02 sporty complete rewire help, input, opinions??? help
So guys I am in the middle of a s*!T storm Help help help. Lets see where to start. about 2 months ago I got my tins painted I decided to cut all the wire connectors and tuck the wires under the tank. so I did that with no problems everthing was cool. then I wanted to take the speedo out so I did and the speedo harness. including that light from the speedo. so not my wiring harness is in shambles and i fried my stock ignition module, two wires thouched that were not suppose to - _ -. and now I got a Hi-4 dual fire, installed and i cant get the thing to turn over. So im not at the point where I want to ditch the stock cut up harness all together and just rewire it so all I have running is the engine head light, turn sig, and tail light. thats all I need and all I want. I am going to buy some wire and just make a new harness from scratch, iv seen some posts about this already I just need a bit more clarification maybe some of you guys can help me out???
First the starter button can you guys expand on that,
next the circuit brakers where can I buy them
Then putting it all back together, its an 02 xlh nothing fancy just standard bike you think any of you guys can help me draw somthing up for, a diagram you all already have?
As far as taking the controls out from the handle bars where can i wire them up to, I know I have to leave the turn sigs there but the start I want to move the kill switch i can ditch, the horn I cant ditch, the Light I wanna move( i seen where some one moved it to a toggle switch and mounted on the frame)
If im missing any other information let me know
by the way this is my first post so sorry for making it a long one and, Thanks chopclut guy appreciate it
Here's a long ass write up I did on an '02 "S" Model.

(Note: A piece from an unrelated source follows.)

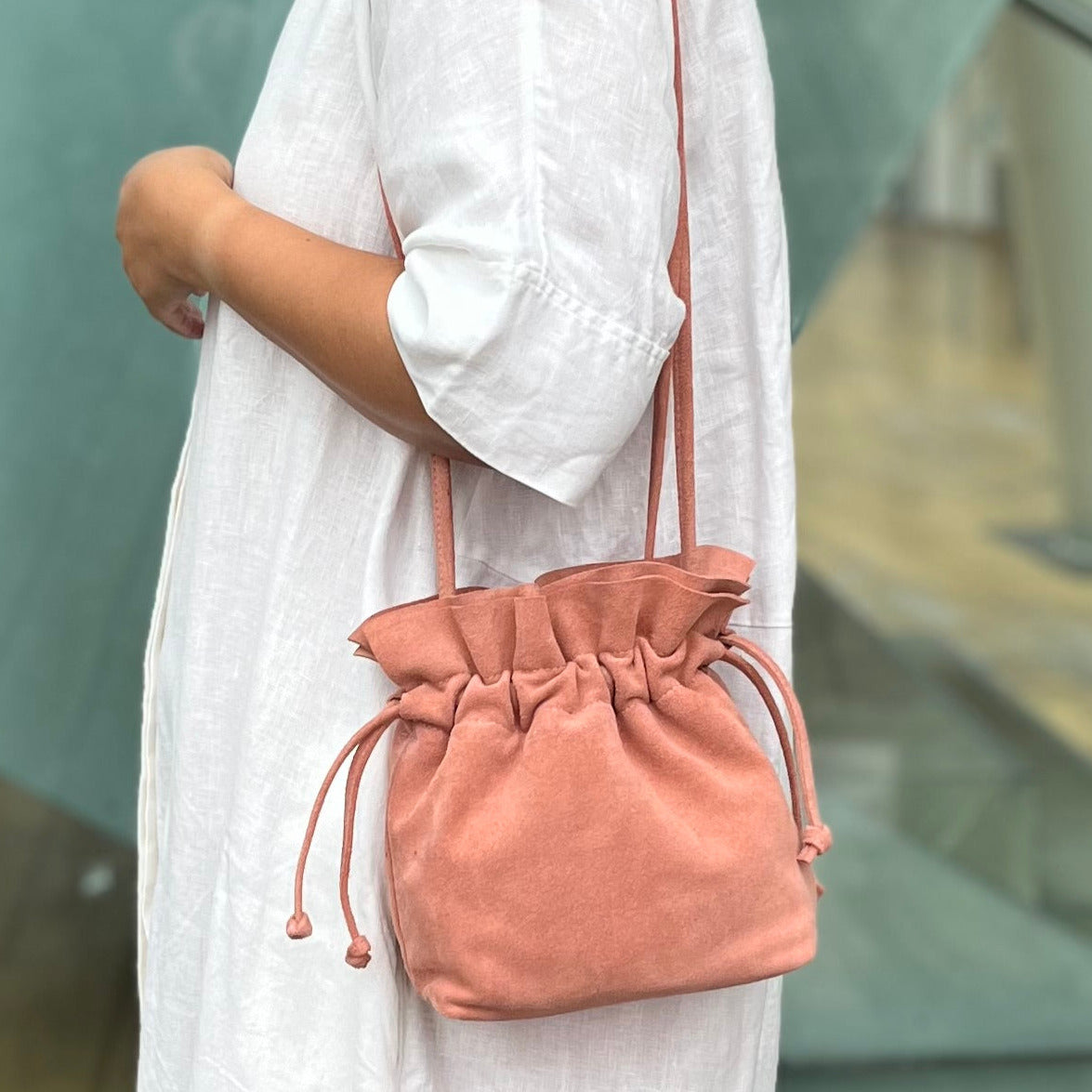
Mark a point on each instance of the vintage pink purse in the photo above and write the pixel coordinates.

It had a stock ignition module, so that is different from what you are doing, but the Hi4 will be even easier. You can follow the diagram I did for the rest of it. Put a push button starter on the end of the solenoid and circuit breakers or fuses wherever you want (I like the little triangle cover behind the battery). If you remove the VOES you will need to replace your petcock or flip the diaphram around so fuel comes out without having any vacuum.
Thank for the info billdozer, I still have a question that needs answering. As i said i want to gut all the wiring and everything in it, but i need to keep my brake lights and turn signles but where or what kind of circuits do I use for keeping the flashers going. should i keep the stock flasher or what did you do?
I think the best thing to do is trace your own wiring and see what wire colors correlate to what components they run to and ignore the color coding on Bills diagram but use it as a guide. I don't have a sporty so I can't relate directly to your headache but I'm chasing some gremlins in my Gyna's wiring caused by an aftermarket module that converted my rear signals to brake/turn lights that's shit the bed and caused some other problems. With the 100 mile ride to work I don't have time to dick around with things on a complete rewire while and use the truck at almost $5 per gallon. If you've got the time, tools, parts and know how to do it right then gut it and go for broke and start from zero that way you know it's done right.
I have a stock 99 sportster 883 ignition. The wires I have coming from the ignition are P, Wh/bk (which go to the coil) V/Wh , Bk, Gr. Im assuming the black gets ground, but I'm not sure about the green, and V/Wh wires.
Also which wire into the coil (P or W/Bk) do I tie the ignition switch into?
If you still need it by the time I get home tonight, I can try and scan some color wiring diagrams out of my manual...you really need to get a manual though. For 35 bucks you can get one with full color wiring diagrams off ebay. It would serve you a lot better than waiting for someone to respond to a forum post.
Here's my wiring diagram from my '90 sporty. I trashed the stock wires, built my own harness and drafted my diagram after running it by some engineers on another forum. I run an automotive start switch and a kill switch (which requires a relay) but no turn signals. I use a Dyna S ignition and no VOES. With an automotive start switch, the starter relay isn't needed but I don't feel like screwing with it.